U.S. Supreme Court upends Indian Country criminal jurisdiction
The United States Supreme Court has issued an opinion giving states concurrent jurisdiction with the federal government over major crimes in Indian Country. The 5-4 ruling overturns precedent, laws, and traditions going as far back as 200 years.
Now tribal leaders are holding a virtual round-table on Thursday, July 7, to determine how to move forward.
An attorney with the Native American Rights Fund says the opinion affects tribes throughout the country, with varying potential consequences.
Two years ago, the U.S. Supreme Court issued its McGirt ruling that restored historical reservation boundaries in Oklahoma. As a result, almost half of that state, including Tulsa, is now Indian Country.

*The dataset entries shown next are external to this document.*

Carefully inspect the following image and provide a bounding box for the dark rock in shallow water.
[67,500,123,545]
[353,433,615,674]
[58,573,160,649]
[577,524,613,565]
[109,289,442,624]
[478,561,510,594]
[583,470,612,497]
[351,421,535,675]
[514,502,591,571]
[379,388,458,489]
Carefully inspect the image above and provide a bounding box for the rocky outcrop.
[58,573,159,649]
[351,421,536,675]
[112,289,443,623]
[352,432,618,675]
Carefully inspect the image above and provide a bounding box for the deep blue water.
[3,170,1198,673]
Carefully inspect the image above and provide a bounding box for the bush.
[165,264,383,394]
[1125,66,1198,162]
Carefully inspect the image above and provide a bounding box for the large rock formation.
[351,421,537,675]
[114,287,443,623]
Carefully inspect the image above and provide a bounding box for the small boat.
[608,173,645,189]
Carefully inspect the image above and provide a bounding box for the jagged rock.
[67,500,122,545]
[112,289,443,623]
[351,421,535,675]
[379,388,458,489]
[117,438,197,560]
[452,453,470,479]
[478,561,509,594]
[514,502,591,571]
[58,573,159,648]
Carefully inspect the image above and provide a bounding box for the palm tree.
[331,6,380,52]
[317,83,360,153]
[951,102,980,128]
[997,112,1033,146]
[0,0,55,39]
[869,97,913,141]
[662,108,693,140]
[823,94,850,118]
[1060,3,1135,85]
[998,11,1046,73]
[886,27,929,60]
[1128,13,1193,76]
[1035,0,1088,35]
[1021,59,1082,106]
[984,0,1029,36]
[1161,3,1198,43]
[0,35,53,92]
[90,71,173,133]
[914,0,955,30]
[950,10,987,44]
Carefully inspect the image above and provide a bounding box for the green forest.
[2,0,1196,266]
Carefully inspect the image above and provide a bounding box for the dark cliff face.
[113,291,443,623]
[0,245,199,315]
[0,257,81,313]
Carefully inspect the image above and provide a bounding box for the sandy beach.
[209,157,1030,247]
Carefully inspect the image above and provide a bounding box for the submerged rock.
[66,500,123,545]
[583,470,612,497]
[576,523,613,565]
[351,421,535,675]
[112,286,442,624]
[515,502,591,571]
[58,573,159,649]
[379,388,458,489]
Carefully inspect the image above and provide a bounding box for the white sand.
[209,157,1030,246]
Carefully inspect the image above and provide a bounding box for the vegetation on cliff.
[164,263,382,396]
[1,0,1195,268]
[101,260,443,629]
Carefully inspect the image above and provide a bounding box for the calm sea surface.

Before that decision came out, the state of Oklahoma tried and convicted Victor Castro-Huerta for child neglect. After the McGirt ruling, Castro-Huerta appealed his conviction, saying the state did not have jurisdiction because the crime occurred in Tulsa, on tribal land, and the young victim is Cherokee.
The Supreme Court disagreed and found that the state has concurrent jurisdiction with the feds over a non-Indian even under these circumstances.
The situation in Oklahoma is extremely unusual, with a large and sudden increase in tribal land mass and on-reservation population. Oklahoma argued that federal prosecutors have been overwhelmed with felony cases, and so the state needs to step in.
But NARF attorney Melody McCoy says the recent opinion affects more states than Oklahoma, which was joined by Texas as an amicus.
“There’s 35 states around the United States that have federally recognized tribes within their borders,” she said. “I’m not convinced that every single state has the same level of and type of interest that Oklahoma and Texas have.”
McCoy says federal prosecutors have long had jurisdiction over major crimes in Indian Country and are more familiar with the Native concepts of justice that aren’t necessarily focused on retribution.
“What is it that the family or the clan upon whom the wrong was inflicted wanted, or what needed to happen,” McCoy said.
She says there are 574 federally recognized tribes of varying sizes and relationships with states, and it will fall to their leaders to find ways to protect tribal sovereignty and keep their citizens safe.